Smarter Natural Resources - Natural Resources Software Technologies


The mission of the Natural Resources Software Technology area is to investigate new conceptual models and technologies to support software-intensive systems in Natural Resources Discovery and Management. The ultimate goal is to devise new software technologies capable of enabling the development and integration of advanced applications, and speeding up the replication of successful solutions in discovery, exploration and production of natural resources.

The discovery and exploration of natural resources are at the heart of business activities conducted by several companies and enterprises across the world. These companies have been facing an increasing pressure from governments and the society in general to change their exploration and production processes, in order to make a more efficient use of the available natural resources, reduce their environmental impact, and improve their overall sustainability.

The natural resource industries have made significant progress towards a more sustainable operation, and Information, Communication and Operation Technologies have played a fundamental role in this development. The pervasive availability of information, sensing and communication technologies has created a new context for NR operations, where environment, assets and people are instrumented with location-aware technology that collects data and provides real-time metrics on performance and status. Remote sensing combined with image and signal-processing techniques allow the real-time acquisition of huge amount of data about the physical world, reflecting the current business reality.

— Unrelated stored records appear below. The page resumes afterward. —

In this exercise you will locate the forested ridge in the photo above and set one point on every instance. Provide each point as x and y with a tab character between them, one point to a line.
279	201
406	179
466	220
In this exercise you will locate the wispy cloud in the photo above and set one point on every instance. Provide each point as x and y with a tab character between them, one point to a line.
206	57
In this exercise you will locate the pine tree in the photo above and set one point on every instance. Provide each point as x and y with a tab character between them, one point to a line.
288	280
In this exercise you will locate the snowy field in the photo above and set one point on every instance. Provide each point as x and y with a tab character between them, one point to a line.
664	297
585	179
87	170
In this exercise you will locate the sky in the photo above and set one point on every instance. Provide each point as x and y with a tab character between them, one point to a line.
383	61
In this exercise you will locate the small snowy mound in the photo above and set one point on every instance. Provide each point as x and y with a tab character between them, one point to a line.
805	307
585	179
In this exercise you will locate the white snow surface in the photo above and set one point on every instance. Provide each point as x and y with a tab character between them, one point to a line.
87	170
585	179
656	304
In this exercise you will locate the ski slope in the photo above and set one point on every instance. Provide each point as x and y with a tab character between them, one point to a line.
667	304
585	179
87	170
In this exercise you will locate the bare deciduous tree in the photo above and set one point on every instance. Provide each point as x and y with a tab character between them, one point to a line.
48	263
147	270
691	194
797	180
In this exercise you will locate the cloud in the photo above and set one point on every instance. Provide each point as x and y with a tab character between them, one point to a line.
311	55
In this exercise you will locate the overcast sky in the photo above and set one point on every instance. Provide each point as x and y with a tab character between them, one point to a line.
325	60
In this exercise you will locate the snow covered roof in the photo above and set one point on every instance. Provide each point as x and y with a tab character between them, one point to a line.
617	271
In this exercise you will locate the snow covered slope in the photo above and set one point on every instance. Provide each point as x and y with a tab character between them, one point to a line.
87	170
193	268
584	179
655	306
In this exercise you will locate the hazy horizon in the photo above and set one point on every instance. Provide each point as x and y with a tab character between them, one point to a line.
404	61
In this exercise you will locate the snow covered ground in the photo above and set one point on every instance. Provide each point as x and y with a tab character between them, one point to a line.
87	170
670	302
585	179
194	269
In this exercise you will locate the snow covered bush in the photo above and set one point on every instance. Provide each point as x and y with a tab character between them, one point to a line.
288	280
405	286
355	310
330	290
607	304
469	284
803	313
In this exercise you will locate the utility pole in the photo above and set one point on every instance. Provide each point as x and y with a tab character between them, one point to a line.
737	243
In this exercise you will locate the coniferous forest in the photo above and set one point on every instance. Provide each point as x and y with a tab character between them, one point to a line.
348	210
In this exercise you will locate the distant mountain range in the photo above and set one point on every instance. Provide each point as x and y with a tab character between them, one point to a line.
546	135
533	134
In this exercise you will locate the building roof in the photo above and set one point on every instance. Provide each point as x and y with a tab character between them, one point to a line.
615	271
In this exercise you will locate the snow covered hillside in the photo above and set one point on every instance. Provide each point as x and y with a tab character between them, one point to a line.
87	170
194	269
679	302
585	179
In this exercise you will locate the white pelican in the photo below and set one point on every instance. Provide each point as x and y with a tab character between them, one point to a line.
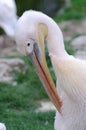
8	16
31	31
2	126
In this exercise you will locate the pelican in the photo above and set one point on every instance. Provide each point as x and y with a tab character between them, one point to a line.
8	16
69	97
2	126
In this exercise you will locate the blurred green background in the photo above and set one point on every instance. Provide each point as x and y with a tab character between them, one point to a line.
18	103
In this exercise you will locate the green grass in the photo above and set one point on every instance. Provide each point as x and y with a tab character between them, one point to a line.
18	103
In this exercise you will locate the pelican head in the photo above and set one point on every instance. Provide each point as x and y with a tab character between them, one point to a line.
30	35
8	17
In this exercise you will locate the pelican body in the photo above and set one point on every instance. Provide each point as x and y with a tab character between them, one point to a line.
70	97
8	16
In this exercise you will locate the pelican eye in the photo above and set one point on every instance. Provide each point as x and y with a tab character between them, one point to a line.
28	44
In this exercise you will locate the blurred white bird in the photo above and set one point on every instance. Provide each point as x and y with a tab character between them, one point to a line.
8	16
31	31
2	126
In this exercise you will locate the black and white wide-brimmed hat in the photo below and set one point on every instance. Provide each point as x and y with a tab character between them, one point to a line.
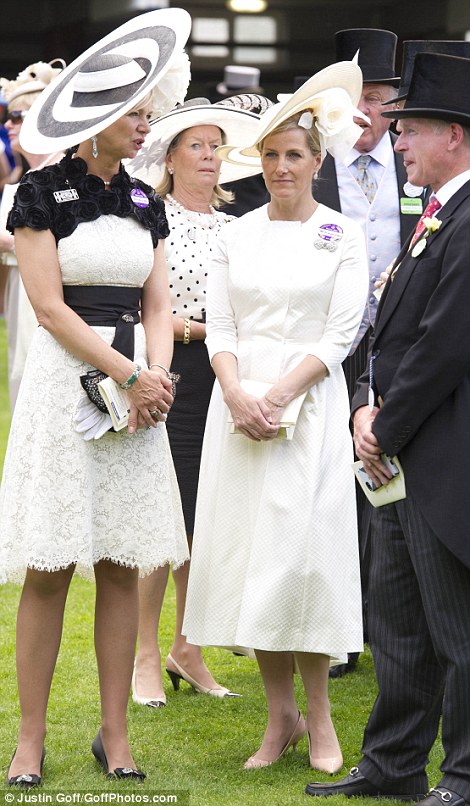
106	81
233	116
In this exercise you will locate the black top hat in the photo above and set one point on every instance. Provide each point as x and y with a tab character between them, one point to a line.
451	47
439	89
376	53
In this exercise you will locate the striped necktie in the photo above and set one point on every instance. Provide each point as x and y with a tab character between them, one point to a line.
364	178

Automated, robotic and remotely controlled equipment and transportation are used to improve productivity and safety, while reducing environmental impact. Multiple sites can be managed remotely and centrally, while synergies and advanced capabilities can be realized by unifying processes, information, control and knowledge. Advances in High-Performance Computing, Data Mining, Machine Learning, Optimization, Parallel Programming, among others, allow the development of large-scale physical and statistical models in order to simulate, predict and optimize a variety of properties and behaviors related to natural resources and their exploration and production.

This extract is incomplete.